The metrics of meeting your match. Originally published on Examiner.com
The following was originally written by the same writer and published on Examiner.com.
Markus Frind, Founder of POF.com, shared his insight with me on how people who log on to his website can take an effective and wise approach to "swim" towards their soulmate. As the series CaughtMyFish.com progresses, Frind will be featured as he provides his own wisdom to those singletons looking on POF.com for a "keeper fish". Sure, you may meet someone who misrepresents their job and education but they are 'catch and release' fish who were nothing more than target practice.

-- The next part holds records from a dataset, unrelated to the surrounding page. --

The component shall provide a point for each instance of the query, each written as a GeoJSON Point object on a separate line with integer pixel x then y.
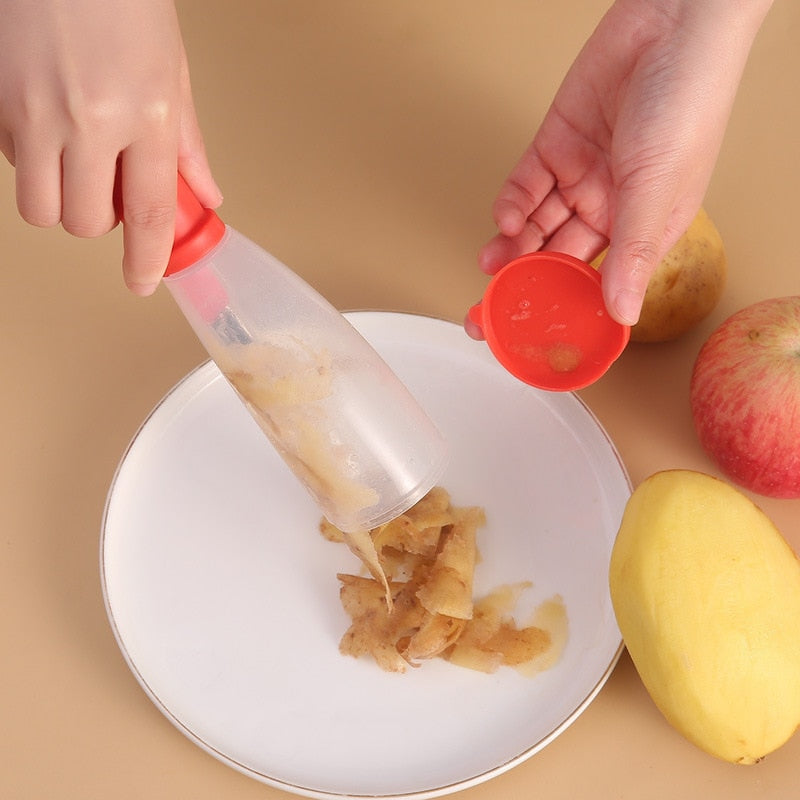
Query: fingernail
{"type": "Point", "coordinates": [627, 306]}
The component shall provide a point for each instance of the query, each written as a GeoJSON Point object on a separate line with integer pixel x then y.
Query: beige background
{"type": "Point", "coordinates": [362, 143]}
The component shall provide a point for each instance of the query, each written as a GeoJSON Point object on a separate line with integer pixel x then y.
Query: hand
{"type": "Point", "coordinates": [626, 151]}
{"type": "Point", "coordinates": [93, 93]}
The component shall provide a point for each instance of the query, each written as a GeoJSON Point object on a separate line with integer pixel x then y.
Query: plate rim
{"type": "Point", "coordinates": [214, 375]}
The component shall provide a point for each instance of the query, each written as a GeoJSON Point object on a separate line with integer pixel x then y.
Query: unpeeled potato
{"type": "Point", "coordinates": [686, 285]}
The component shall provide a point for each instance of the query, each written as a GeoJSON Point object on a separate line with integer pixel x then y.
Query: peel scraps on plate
{"type": "Point", "coordinates": [417, 602]}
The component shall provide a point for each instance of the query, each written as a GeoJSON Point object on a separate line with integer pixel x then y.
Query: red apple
{"type": "Point", "coordinates": [745, 396]}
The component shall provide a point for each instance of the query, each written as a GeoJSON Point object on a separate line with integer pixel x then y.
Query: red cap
{"type": "Point", "coordinates": [197, 230]}
{"type": "Point", "coordinates": [544, 318]}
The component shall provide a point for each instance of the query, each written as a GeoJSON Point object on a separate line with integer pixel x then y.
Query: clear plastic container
{"type": "Point", "coordinates": [345, 424]}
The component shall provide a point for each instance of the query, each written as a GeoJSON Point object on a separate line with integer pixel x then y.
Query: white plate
{"type": "Point", "coordinates": [224, 598]}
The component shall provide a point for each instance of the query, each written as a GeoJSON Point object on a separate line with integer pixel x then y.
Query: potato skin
{"type": "Point", "coordinates": [686, 286]}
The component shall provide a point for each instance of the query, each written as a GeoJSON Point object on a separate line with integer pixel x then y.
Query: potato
{"type": "Point", "coordinates": [706, 593]}
{"type": "Point", "coordinates": [686, 286]}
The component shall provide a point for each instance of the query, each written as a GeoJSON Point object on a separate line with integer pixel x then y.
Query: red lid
{"type": "Point", "coordinates": [544, 318]}
{"type": "Point", "coordinates": [197, 230]}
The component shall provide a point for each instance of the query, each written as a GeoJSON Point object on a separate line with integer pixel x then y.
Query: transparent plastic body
{"type": "Point", "coordinates": [343, 422]}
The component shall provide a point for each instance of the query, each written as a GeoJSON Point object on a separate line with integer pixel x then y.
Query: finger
{"type": "Point", "coordinates": [192, 158]}
{"type": "Point", "coordinates": [550, 215]}
{"type": "Point", "coordinates": [7, 146]}
{"type": "Point", "coordinates": [525, 188]}
{"type": "Point", "coordinates": [87, 191]}
{"type": "Point", "coordinates": [577, 239]}
{"type": "Point", "coordinates": [149, 196]}
{"type": "Point", "coordinates": [498, 251]}
{"type": "Point", "coordinates": [38, 182]}
{"type": "Point", "coordinates": [635, 251]}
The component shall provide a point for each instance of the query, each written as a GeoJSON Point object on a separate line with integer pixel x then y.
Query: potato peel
{"type": "Point", "coordinates": [417, 604]}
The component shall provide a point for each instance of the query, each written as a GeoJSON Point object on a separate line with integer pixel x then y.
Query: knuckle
{"type": "Point", "coordinates": [151, 216]}
{"type": "Point", "coordinates": [86, 228]}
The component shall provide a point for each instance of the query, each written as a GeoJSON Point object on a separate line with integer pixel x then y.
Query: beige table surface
{"type": "Point", "coordinates": [362, 143]}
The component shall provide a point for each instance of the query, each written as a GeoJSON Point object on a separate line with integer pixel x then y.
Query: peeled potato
{"type": "Point", "coordinates": [686, 285]}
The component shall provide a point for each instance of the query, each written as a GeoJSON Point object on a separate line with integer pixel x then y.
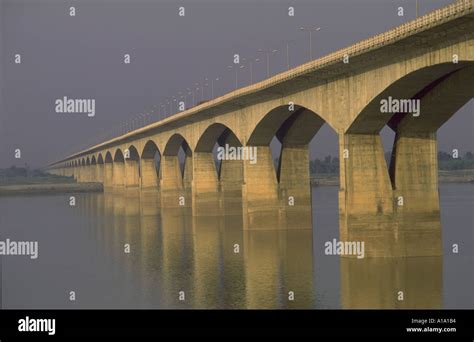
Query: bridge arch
{"type": "Point", "coordinates": [118, 168]}
{"type": "Point", "coordinates": [286, 187]}
{"type": "Point", "coordinates": [150, 165]}
{"type": "Point", "coordinates": [176, 171]}
{"type": "Point", "coordinates": [413, 85]}
{"type": "Point", "coordinates": [132, 167]}
{"type": "Point", "coordinates": [214, 141]}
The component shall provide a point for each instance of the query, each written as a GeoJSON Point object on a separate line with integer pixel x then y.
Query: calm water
{"type": "Point", "coordinates": [81, 249]}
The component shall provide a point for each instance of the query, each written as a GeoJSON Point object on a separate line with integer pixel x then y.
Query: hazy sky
{"type": "Point", "coordinates": [82, 57]}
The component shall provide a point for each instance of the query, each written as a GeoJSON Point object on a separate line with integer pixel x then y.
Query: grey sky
{"type": "Point", "coordinates": [82, 57]}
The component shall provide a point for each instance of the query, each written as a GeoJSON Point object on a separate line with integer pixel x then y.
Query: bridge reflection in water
{"type": "Point", "coordinates": [217, 264]}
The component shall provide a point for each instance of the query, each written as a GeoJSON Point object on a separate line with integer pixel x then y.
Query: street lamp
{"type": "Point", "coordinates": [250, 63]}
{"type": "Point", "coordinates": [288, 42]}
{"type": "Point", "coordinates": [310, 30]}
{"type": "Point", "coordinates": [268, 53]}
{"type": "Point", "coordinates": [163, 111]}
{"type": "Point", "coordinates": [234, 67]}
{"type": "Point", "coordinates": [190, 92]}
{"type": "Point", "coordinates": [212, 86]}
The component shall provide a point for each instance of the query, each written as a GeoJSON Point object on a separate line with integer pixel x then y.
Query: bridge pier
{"type": "Point", "coordinates": [295, 187]}
{"type": "Point", "coordinates": [366, 206]}
{"type": "Point", "coordinates": [205, 185]}
{"type": "Point", "coordinates": [414, 173]}
{"type": "Point", "coordinates": [118, 168]}
{"type": "Point", "coordinates": [230, 186]}
{"type": "Point", "coordinates": [149, 177]}
{"type": "Point", "coordinates": [99, 173]}
{"type": "Point", "coordinates": [132, 177]}
{"type": "Point", "coordinates": [260, 200]}
{"type": "Point", "coordinates": [174, 192]}
{"type": "Point", "coordinates": [108, 175]}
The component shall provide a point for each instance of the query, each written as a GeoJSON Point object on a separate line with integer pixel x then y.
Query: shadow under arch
{"type": "Point", "coordinates": [401, 200]}
{"type": "Point", "coordinates": [218, 172]}
{"type": "Point", "coordinates": [132, 167]}
{"type": "Point", "coordinates": [150, 165]}
{"type": "Point", "coordinates": [176, 172]}
{"type": "Point", "coordinates": [108, 170]}
{"type": "Point", "coordinates": [118, 169]}
{"type": "Point", "coordinates": [99, 168]}
{"type": "Point", "coordinates": [286, 190]}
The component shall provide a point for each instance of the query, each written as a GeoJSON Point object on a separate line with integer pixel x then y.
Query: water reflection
{"type": "Point", "coordinates": [386, 283]}
{"type": "Point", "coordinates": [216, 264]}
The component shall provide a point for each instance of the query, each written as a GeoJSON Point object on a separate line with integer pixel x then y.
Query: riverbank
{"type": "Point", "coordinates": [454, 176]}
{"type": "Point", "coordinates": [49, 188]}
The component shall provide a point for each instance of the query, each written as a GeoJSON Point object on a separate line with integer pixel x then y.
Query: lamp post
{"type": "Point", "coordinates": [268, 53]}
{"type": "Point", "coordinates": [288, 42]}
{"type": "Point", "coordinates": [212, 85]}
{"type": "Point", "coordinates": [310, 30]}
{"type": "Point", "coordinates": [234, 67]}
{"type": "Point", "coordinates": [250, 63]}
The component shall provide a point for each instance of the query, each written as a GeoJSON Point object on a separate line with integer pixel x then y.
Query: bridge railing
{"type": "Point", "coordinates": [435, 18]}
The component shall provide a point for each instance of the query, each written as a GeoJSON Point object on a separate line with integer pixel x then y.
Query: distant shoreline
{"type": "Point", "coordinates": [453, 176]}
{"type": "Point", "coordinates": [457, 176]}
{"type": "Point", "coordinates": [49, 188]}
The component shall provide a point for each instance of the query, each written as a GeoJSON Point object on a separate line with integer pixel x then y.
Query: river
{"type": "Point", "coordinates": [119, 251]}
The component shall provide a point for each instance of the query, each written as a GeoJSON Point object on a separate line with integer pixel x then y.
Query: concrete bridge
{"type": "Point", "coordinates": [395, 209]}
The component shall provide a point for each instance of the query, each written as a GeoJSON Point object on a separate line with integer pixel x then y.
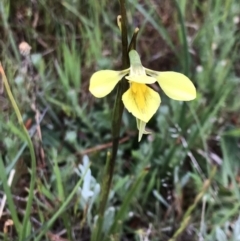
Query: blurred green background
{"type": "Point", "coordinates": [70, 40]}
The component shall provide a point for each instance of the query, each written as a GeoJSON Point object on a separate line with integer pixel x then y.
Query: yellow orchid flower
{"type": "Point", "coordinates": [141, 100]}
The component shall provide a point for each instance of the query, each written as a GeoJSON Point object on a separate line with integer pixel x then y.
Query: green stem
{"type": "Point", "coordinates": [32, 153]}
{"type": "Point", "coordinates": [116, 126]}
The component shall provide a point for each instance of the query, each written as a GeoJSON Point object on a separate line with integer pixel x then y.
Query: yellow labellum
{"type": "Point", "coordinates": [141, 101]}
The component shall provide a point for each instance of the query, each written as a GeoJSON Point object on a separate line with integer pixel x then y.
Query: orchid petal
{"type": "Point", "coordinates": [141, 101]}
{"type": "Point", "coordinates": [103, 82]}
{"type": "Point", "coordinates": [176, 86]}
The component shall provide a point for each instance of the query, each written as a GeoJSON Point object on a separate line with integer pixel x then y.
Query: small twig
{"type": "Point", "coordinates": [187, 215]}
{"type": "Point", "coordinates": [3, 202]}
{"type": "Point", "coordinates": [101, 147]}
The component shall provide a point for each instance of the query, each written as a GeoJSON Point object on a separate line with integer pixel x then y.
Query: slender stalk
{"type": "Point", "coordinates": [31, 149]}
{"type": "Point", "coordinates": [116, 126]}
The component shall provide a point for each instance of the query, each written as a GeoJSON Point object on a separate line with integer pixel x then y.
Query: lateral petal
{"type": "Point", "coordinates": [176, 86]}
{"type": "Point", "coordinates": [141, 101]}
{"type": "Point", "coordinates": [103, 82]}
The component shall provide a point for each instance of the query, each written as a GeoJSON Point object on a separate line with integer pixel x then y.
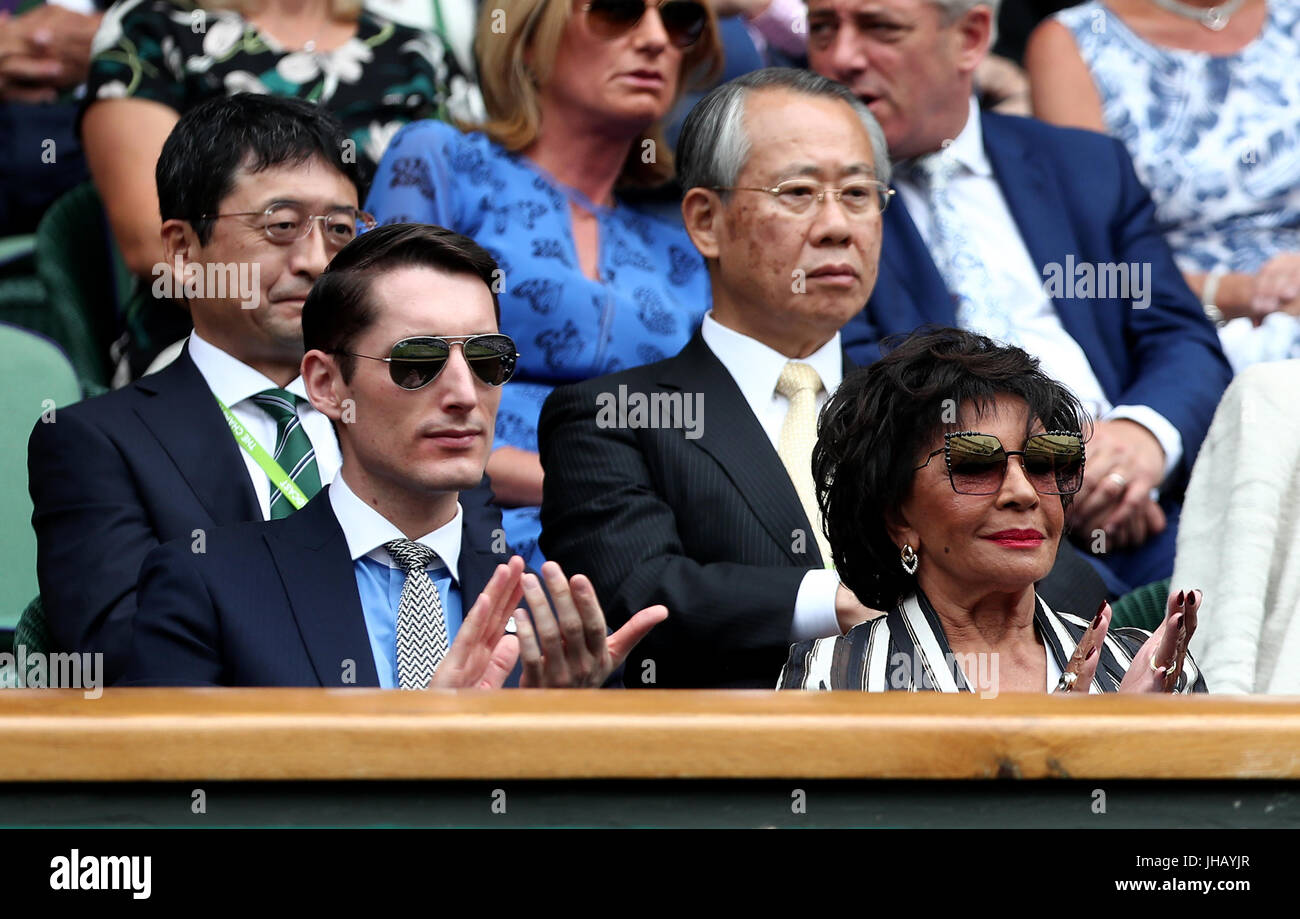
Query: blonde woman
{"type": "Point", "coordinates": [575, 91]}
{"type": "Point", "coordinates": [156, 59]}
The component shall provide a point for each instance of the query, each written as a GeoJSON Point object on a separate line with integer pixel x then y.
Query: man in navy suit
{"type": "Point", "coordinates": [116, 476]}
{"type": "Point", "coordinates": [384, 579]}
{"type": "Point", "coordinates": [1040, 237]}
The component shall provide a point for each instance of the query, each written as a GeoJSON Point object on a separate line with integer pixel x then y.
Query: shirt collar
{"type": "Point", "coordinates": [365, 529]}
{"type": "Point", "coordinates": [967, 147]}
{"type": "Point", "coordinates": [755, 367]}
{"type": "Point", "coordinates": [229, 378]}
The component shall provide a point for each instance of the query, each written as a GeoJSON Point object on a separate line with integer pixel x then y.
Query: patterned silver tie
{"type": "Point", "coordinates": [965, 273]}
{"type": "Point", "coordinates": [421, 627]}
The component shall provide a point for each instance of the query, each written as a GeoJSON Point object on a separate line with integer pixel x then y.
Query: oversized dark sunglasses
{"type": "Point", "coordinates": [417, 362]}
{"type": "Point", "coordinates": [683, 20]}
{"type": "Point", "coordinates": [976, 463]}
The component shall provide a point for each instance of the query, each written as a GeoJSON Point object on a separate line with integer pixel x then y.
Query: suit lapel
{"type": "Point", "coordinates": [1039, 213]}
{"type": "Point", "coordinates": [476, 564]}
{"type": "Point", "coordinates": [311, 554]}
{"type": "Point", "coordinates": [736, 440]}
{"type": "Point", "coordinates": [182, 414]}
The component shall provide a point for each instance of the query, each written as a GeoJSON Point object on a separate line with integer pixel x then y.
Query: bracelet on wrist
{"type": "Point", "coordinates": [1209, 297]}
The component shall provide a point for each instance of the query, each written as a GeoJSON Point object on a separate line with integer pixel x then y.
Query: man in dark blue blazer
{"type": "Point", "coordinates": [1041, 237]}
{"type": "Point", "coordinates": [385, 579]}
{"type": "Point", "coordinates": [116, 476]}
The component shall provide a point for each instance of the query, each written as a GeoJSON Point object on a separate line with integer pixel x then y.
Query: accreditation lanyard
{"type": "Point", "coordinates": [273, 469]}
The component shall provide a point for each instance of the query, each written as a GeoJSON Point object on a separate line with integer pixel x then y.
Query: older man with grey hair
{"type": "Point", "coordinates": [689, 481]}
{"type": "Point", "coordinates": [1040, 237]}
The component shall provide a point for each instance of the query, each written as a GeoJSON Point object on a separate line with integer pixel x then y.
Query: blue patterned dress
{"type": "Point", "coordinates": [1216, 138]}
{"type": "Point", "coordinates": [651, 295]}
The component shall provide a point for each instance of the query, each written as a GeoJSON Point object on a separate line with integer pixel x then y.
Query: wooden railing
{"type": "Point", "coordinates": [300, 733]}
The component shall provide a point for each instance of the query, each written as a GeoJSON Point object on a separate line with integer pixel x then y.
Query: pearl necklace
{"type": "Point", "coordinates": [1212, 17]}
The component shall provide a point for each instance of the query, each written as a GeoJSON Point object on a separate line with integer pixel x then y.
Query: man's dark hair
{"type": "Point", "coordinates": [215, 139]}
{"type": "Point", "coordinates": [872, 430]}
{"type": "Point", "coordinates": [339, 308]}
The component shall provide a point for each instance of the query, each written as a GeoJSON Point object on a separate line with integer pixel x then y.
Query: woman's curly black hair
{"type": "Point", "coordinates": [872, 430]}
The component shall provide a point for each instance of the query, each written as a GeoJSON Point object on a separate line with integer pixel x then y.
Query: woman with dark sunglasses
{"type": "Point", "coordinates": [575, 91]}
{"type": "Point", "coordinates": [944, 473]}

You got to let those ones go in order to be free to catch the real thing! There truly are plenty of fish in the sea but in the words of author Kathryn Alice, you only need one: your soulmate.
1. Is there an algorithm of love? How does POF.com select the match and who will respond profiles for a user? Yes, POF matches users based on what they say they want in a partner - but also factors in certain user activity on the site. For instance, if you say you are looking for a relationship but you’re constantly contacting users who are looking for something casual, you’re going to start seeing more of the latter coming up in your matches. Our matching algorithm also removes users we’re confident you won’t date. For example, if you say you will never date a smoker, we won’t show you any!
2. Is the digital cupid aspect of POF.com similar to what the odds are in a bar or other social event? While it’s not overly difficult to meet new people at a bar, as everyone is having fun and letting loose in a casual atmosphere, it is difficult to meet the RIGHT person. Instead of competing with loud music and a barrage of other distractions, we allow for an experience that promotes interaction on a deeper level. It’s a much more efficient way of exploring your compatibility with someone when you are privy to many of their interests and core values almost immediately - as opposed to several dates down the line. Also,If you’re a woman looking for an educated guy who lives 10 miles away from you, you can search POF based on this criteria. At a bar, you never know what you’re going to get. Sometimes you don’t even know if the guy you’re eyeing is single!
3. How does what POF.com reflect your vision for what you wanted the site to be? POF was created to fill a vacancy in the online dating industry as a free site to give people what they were looking for- options, and people users would want to meet in the real world. Not only have we accomplished that and flourished in the process, but POF continues adapting as a business to facilitate the evolving world of dating. Our mobile apps for Android and iPhone are growing at a rate of several percent each week, and 70% of POF users last accessed the site via mobile device.
4. How is it that a perfect match can be found online sometimes instead of offline? People are spending an incredible amount of time online, and relying on the internet for many aspects of day-to-day life is now commonplace - so it’s only a natural progression for us to be looking for love online too. Online dating exposes you to people that you otherwise would never meet offline. In today’s fast paced world it’s getting increasingly difficult to meet people between our jobs and our small social circles, so POF provides a fun and efficient tool to meet people you want to interact with on the other side of the computer (and mobile) screen.
5. Do you have any explanation as to why some connections turn into real relationships and others fade without a meeting? People don’t make it from online to the face-to-face meeting for any number of reasons, depending on the individuals. Many times, bad timing or busy schedules are to blame. Other times, the intent of the users may be different, or one person is not feeling a connection as strongly as the other. And for the follow-up aspect of the POF.com duds? Replying with a “thank you” is always thoughtful, but not necessary. Realistically, you can’t be expected to respond to everyone. Focus your time and energy on those you see a possible future with.